Cos’è il “mobbing”? In cosa consiste? E’ il comportamento del datore di lavoro, del superiore gerarchico (c.d. mobbing verticale) o del lavoratore di pari livello (c.d. mobbing orizzontale) o del subordinato, per cui sistematicamente ed in modo protratto nel tempo (almeno una volta a settimana e almeno per sei mesi), vengono posti in essere atti ostili, di prevaricazione, persecuzione psicologica verso il lavoratore all’interno dell’ambiente lavorativo, cui può seguire la mortificazione morale di quest’ultimo e perfino l’emarginazione, e la lesione dell’equilibrio psicofisico e complessivo della personalità (si veda la sent. Cass. n. 3875/09).
La Corte di Cassazione (Cass. pen. sez. VI, sent. n. 685/2011 del 13 gennaio) ha affermato che il c.d. mobbing non ha una rilevanza autonoma penale nel nostro ordinamento (già la IV sezione della Cass. pen. con la sent. n. 26594/2009 aveva afferma tale principio di diritto). La citata giurisprudenza afferma che il mobbing integra una fattispecie punibile penalmente solo quando “il rapporto tra il datore di lavoro e il dipendente assuma natura para-familiare, in quanto caratterizzato da relazioni intense e abituali, da consuetudini di vita tra i detti soggetti, dalla soggezione di una parte nei confronti dell’altra, dalla fiducia riposta dal soggetto più debole del rapporto in quello che ricopre la posizione di supremazia“. E’ il caso dei maltrattamenti in famiglia ex art. 572 c.p., che punisce anche le condotte di maltrattamento di persona sottoposta ad autorità di qualcuno o affidatagli per ragione di istruzione, o per l’esercizio di una professione.
Al di là di questi casi la persona vittima di mobbing potrà esperire come rimedio solo l’azione civile per risarcimento del danno patrimoniale e non patrimoniale, causato dal datore di lavoro che ha violato gli obblighi e i doveri ex art. 2087 c.c. posti a tutela della personalità morale e dell’integrità fisica del lavoratore. Per esperire sia l’azione civile che quella penale chiaramente è necessario poter provare il fatto, ad esempio producendo i documenti medici e delle relative spese (psicologo, farmaci..) sostenute a causa della sofferenza patita.
Nel 2013 la Cassazione penale, con la sent. del 3 luglio 2013, n. 28603, tratta di mobbing in forma attenuata: è il caso dello “Straining”, consistente nel causare in modo forzato uno stress sul luogo di lavoro, mediante almeno un’azione, a durata costante.
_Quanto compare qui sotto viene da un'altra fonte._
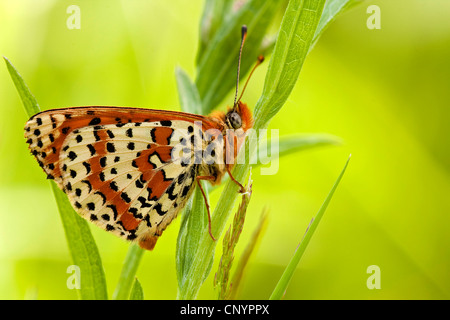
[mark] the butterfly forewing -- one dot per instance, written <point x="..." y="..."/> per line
<point x="118" y="172"/>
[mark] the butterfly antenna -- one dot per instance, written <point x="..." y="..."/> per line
<point x="243" y="36"/>
<point x="260" y="60"/>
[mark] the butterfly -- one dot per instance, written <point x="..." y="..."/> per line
<point x="131" y="171"/>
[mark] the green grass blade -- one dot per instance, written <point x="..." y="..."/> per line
<point x="128" y="273"/>
<point x="81" y="244"/>
<point x="136" y="292"/>
<point x="285" y="80"/>
<point x="215" y="12"/>
<point x="298" y="142"/>
<point x="216" y="72"/>
<point x="283" y="283"/>
<point x="187" y="92"/>
<point x="82" y="248"/>
<point x="29" y="101"/>
<point x="296" y="33"/>
<point x="332" y="9"/>
<point x="194" y="225"/>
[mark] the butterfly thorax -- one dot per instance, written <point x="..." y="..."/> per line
<point x="221" y="151"/>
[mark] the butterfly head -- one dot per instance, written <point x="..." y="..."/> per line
<point x="239" y="117"/>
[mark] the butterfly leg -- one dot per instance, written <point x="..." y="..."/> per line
<point x="206" y="201"/>
<point x="242" y="189"/>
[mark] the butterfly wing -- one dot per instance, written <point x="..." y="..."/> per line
<point x="116" y="165"/>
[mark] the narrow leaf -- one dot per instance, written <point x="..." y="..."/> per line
<point x="245" y="257"/>
<point x="83" y="249"/>
<point x="28" y="100"/>
<point x="128" y="273"/>
<point x="81" y="244"/>
<point x="136" y="292"/>
<point x="216" y="72"/>
<point x="230" y="240"/>
<point x="283" y="283"/>
<point x="290" y="25"/>
<point x="332" y="9"/>
<point x="294" y="39"/>
<point x="215" y="13"/>
<point x="194" y="225"/>
<point x="187" y="93"/>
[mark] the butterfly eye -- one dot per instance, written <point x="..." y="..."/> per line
<point x="235" y="120"/>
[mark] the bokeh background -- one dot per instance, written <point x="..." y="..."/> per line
<point x="384" y="92"/>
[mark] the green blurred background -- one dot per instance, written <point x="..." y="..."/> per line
<point x="384" y="92"/>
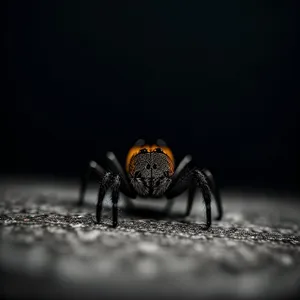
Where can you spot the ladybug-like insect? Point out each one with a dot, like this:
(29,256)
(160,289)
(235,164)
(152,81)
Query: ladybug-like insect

Cioè compiere un’azione costante con effetto negativi che durano nel tempo (ad esempio lo svuotamento di mansioni o il demansionamento).
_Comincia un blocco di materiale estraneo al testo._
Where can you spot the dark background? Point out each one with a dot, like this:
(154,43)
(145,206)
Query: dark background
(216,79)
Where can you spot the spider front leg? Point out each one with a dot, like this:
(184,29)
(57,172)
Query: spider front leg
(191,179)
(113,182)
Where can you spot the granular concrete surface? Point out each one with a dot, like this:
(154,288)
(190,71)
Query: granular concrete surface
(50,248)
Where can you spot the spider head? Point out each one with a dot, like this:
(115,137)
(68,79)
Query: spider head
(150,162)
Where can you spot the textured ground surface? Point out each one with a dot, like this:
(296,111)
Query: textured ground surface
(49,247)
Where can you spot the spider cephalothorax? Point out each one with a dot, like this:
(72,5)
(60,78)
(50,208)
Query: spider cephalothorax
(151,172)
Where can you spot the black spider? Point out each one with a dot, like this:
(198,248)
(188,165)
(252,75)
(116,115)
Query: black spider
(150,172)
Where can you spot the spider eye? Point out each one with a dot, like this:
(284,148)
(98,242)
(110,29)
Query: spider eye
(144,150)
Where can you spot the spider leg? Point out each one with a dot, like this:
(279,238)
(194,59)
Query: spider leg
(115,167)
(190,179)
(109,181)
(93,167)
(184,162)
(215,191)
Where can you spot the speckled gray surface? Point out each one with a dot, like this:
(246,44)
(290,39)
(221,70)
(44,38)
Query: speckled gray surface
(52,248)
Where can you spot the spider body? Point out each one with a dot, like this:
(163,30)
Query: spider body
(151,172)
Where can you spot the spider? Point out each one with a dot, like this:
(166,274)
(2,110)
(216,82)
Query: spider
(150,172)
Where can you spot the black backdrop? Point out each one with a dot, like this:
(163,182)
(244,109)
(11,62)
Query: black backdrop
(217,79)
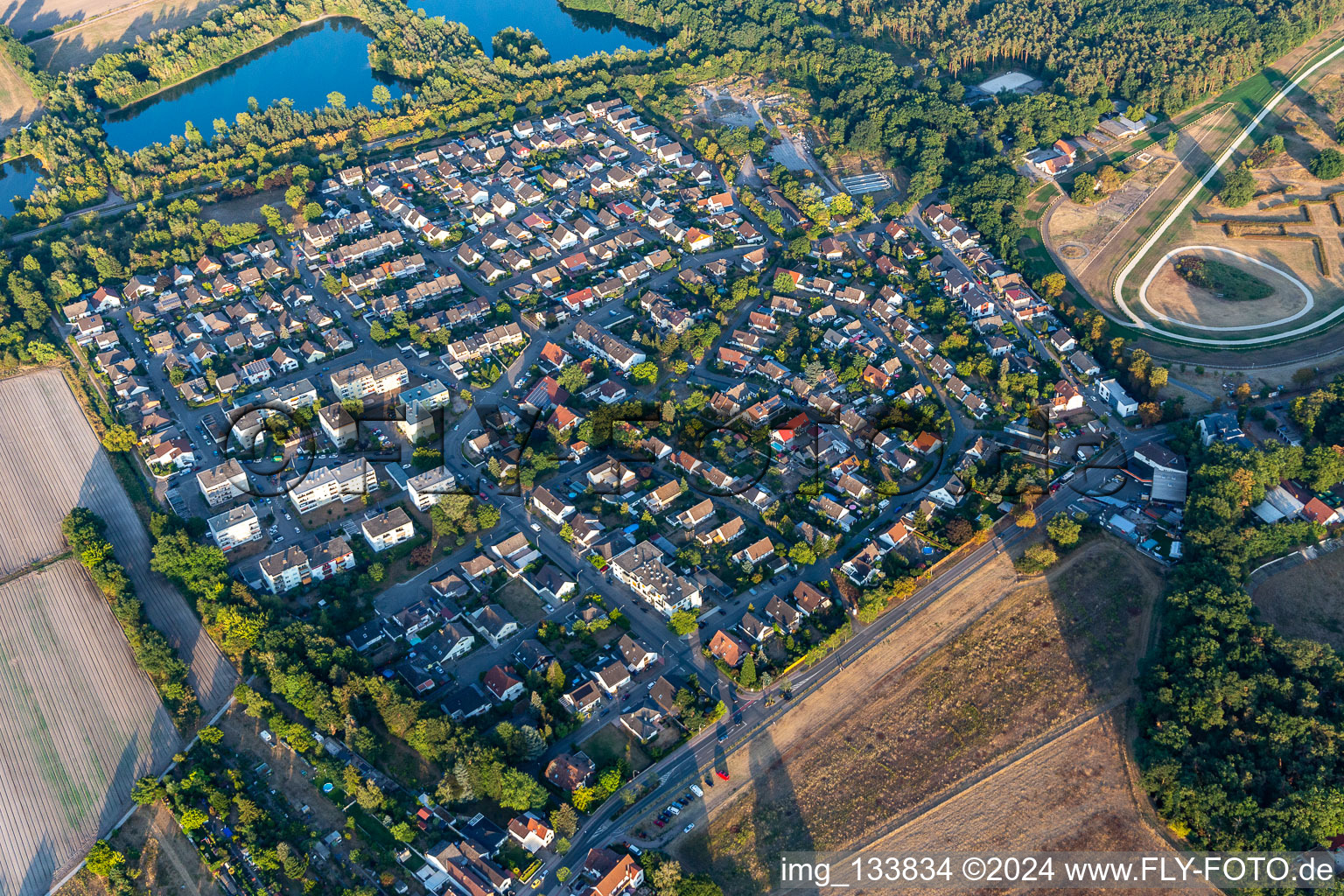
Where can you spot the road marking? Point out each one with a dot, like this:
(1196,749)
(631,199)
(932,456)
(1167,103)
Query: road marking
(1180,207)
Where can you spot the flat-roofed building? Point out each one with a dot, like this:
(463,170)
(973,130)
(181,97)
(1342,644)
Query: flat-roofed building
(327,484)
(223,482)
(234,527)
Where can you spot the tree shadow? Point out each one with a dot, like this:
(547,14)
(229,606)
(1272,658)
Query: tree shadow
(773,825)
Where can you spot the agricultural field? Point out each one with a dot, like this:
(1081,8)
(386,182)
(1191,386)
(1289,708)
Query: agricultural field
(1304,601)
(1291,223)
(958,702)
(168,863)
(50,461)
(115,27)
(18,103)
(78,724)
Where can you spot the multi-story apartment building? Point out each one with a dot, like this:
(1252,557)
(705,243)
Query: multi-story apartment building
(642,570)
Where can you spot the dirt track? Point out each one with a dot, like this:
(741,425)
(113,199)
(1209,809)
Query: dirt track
(934,704)
(78,724)
(50,462)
Gli ermellini chiariscono che nelle multinazionali, nelle aziende di grandi dimensioni, è difficilmente configurabile il mobbing, in ragione del rinvio al 572 c.p. che fa riferimento a relazioni familiari. Ciò non esclude che gli stessi comportamenti possano integrare altri reati. Materialmente l’art. 572 c.p. si intende realizzato nel caso di percosse, lesioni, minacce, ingiurie, diffamazioni, ed anche per atti di disprezzo, umiliazione, privazione, asservimento, tali da causare sofferenze durevoli, morali e fisiche… Il giudice avrà il compito di accertare se i comportati siano assorbiti nel delitto di maltrattamenti o se siano ipotesi di reato autonome volute dal colpevole, e quindi concorrenti con il primo delitto (29.05.1990 Cass. sez. 6, n. 16661).